Review
Gemini Code Assist: Google's coding tool, with Google attached
Gemini Code Assist is unusually generous for solo developers and unusually serious for Google Cloud teams, but its privacy model on the free tier is hard to ignore.
Last updated April 2026 · Pricing and features verified against official documentation
Google spent the last year doing what Google often does when a category starts to look commercially useful: it turned one product into several, then wrapped the whole thing in a pricing ladder. Gemini Code Assist is the result. What began as an enterprise coding assistant now reaches from a free individual tier to Standard and Enterprise subscriptions, with a terminal agent, a GitHub review bot, Firebase hooks, and Google Cloud integrations hanging off the side.
That breadth is not decorative.
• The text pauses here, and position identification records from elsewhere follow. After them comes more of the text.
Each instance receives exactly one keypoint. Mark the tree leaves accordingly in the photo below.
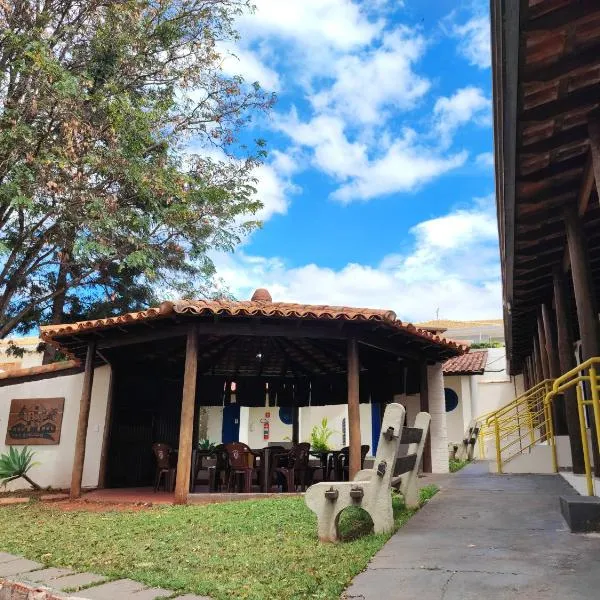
(98, 102)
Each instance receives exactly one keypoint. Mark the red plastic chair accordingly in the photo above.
(241, 465)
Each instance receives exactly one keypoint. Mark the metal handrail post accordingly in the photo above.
(498, 452)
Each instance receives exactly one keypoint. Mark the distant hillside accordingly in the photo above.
(447, 324)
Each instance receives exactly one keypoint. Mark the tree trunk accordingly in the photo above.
(58, 304)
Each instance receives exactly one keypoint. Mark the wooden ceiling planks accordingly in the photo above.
(558, 84)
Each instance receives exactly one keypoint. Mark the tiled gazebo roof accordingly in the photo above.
(472, 363)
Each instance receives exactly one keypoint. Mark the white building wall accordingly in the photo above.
(56, 461)
(455, 419)
(438, 426)
(214, 429)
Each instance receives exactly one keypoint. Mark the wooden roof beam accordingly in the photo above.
(569, 167)
(591, 175)
(585, 97)
(571, 136)
(561, 18)
(568, 65)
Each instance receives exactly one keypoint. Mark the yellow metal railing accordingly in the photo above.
(519, 425)
(584, 378)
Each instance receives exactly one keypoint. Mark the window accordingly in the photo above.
(451, 399)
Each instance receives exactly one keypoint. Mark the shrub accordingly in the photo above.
(16, 465)
(319, 437)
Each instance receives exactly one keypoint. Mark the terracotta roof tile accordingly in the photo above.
(39, 370)
(472, 363)
(261, 306)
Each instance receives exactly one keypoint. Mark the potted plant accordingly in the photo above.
(319, 437)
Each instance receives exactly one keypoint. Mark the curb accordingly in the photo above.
(14, 590)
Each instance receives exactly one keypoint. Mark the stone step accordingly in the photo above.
(18, 566)
(123, 589)
(76, 581)
(47, 576)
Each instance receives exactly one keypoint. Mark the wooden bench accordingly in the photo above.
(371, 488)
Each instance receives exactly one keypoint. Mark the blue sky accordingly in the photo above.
(378, 189)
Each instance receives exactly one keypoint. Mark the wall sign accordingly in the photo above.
(35, 421)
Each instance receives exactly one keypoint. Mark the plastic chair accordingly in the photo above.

The current product sits in VS Code, JetBrains IDEs, Android Studio, Cloud Workstations, Cloud Shell, GitHub, Firebase, and the terminal through Gemini CLI. Google also says Gemini Code Assist uses the Gemini 2.5 model today, with Gemini 3 coming soon, which is another way of saying the company intends this to stay a moving target rather than a frozen product line.
The honest case for Gemini Code Assist is straightforward: if you want a coding assistant that is free to try, serious enough for real work, and deeply embedded in Google’s developer stack, this is one of the better options available. The free tier is not a bait-and-switch. The business tiers are not decorative. The product has actual reach.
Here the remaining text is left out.